Dokter Spesialis Radiologi Ciputra Hospital Surabaya, dr Sidharta Sp.Rad mengatakan, ABUS merupakan pilihan skrining alternatif yang tersebut nyaman. Ciputra Hospital Surabaya memilih Invenia ABUS 2.0 untuk membantu meningkatkan deteksi tumor ganas kelenjar susu pada wanita dengan kelenjar susu padat.
“Pemilihan ini sangat cocok untuk wanita di dalam Asia juga di tempat Indonesia, dikarenakan 76% hingga 80% wanita tergolong dari dense breast dengan klasifikasi sangat padat lalu merupakan pemeriksaan yang mana nyaman tanpa radiasi,” paparnya.
Dengan skrining dini, lanjut dia, diharapkan mampu menekan bertumbuhnya risiko karsinoma susu kemudian menurunkan prospek kematian. Hasil pembacaan dari ABUS sendiri, lanjut dr Sidharta, sangat cepat sekitar 1-2 jam sudah ada bisa jadi diketahui. “Kita hadir untuk memberikan layanan untuk masyarakat. Kebetulan, pada waktu ini hingga Februari 2025 ada promo cuma dengan Mata Uang Rupiah 1,5 jt dapat melakukan skrining ABUS di tempat Ciputra Hospital Surabaya, sudah ada termasuk konsultasi dokter spesials lalu radiologi,” ungkapnya.

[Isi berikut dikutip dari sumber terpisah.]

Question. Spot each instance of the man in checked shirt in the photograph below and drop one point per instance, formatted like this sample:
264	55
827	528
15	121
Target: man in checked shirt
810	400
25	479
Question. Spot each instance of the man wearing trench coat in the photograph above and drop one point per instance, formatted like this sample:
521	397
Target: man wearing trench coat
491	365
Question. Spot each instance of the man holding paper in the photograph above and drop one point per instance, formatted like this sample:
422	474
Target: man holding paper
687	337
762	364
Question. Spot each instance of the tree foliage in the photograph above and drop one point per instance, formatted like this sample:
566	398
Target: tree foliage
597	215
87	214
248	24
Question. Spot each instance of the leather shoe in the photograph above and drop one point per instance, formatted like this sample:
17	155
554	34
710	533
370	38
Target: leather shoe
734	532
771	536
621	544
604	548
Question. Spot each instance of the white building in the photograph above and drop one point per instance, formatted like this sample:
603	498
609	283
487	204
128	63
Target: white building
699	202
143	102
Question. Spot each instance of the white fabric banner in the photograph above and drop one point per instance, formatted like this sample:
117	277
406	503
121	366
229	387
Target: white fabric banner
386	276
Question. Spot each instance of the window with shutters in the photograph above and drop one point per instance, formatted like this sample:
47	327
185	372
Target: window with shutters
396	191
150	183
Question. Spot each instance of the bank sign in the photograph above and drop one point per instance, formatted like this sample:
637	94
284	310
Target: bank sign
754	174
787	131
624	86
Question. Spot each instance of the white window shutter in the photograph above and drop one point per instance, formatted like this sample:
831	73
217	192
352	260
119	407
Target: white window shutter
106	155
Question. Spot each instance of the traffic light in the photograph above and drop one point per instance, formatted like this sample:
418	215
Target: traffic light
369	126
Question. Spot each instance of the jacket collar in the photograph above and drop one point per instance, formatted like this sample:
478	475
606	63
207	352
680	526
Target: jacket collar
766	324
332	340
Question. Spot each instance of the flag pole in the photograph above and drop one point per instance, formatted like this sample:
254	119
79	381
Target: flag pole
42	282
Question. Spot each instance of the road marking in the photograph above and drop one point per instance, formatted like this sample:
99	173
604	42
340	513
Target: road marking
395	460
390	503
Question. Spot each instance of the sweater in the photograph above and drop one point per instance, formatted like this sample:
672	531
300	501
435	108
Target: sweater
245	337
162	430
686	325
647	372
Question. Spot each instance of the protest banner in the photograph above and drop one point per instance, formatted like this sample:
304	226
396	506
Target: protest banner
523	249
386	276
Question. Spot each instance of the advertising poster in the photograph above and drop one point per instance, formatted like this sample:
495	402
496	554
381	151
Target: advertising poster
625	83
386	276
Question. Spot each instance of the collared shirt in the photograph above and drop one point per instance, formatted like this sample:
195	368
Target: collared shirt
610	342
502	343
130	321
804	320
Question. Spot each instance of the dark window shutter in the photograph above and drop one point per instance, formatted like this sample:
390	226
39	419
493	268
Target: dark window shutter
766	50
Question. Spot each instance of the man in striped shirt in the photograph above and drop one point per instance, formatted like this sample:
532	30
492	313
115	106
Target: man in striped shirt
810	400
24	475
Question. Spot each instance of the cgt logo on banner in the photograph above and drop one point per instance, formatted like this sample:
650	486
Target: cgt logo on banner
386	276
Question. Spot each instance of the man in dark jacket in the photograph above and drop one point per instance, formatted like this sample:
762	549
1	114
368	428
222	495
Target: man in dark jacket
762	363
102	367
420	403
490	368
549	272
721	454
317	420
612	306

Salah satu pengurus Lovepink Indonesia (Organisasi non-profit yang mana berfokus pada Kampanye Kesadaran Deteksi Dini Kanker Payudara), cabang Surabaya, Asih Suprapti berharap, skrining ABUS bisa saja menjadi layanan untuk deteksi dini tumor ganas payudara, sehingga mampu menekan penderita baru. Karena risiko menderita neoplasma kelenjar susu itu tiada mengenal usia. “Di anggota kami, ada yang digunakan baru berusia 17 tahun telah terkena tumor ganas payudara. Bahkan sekitar 70 persen penderitanya berusia 50 tahun ke bawah,” katanya.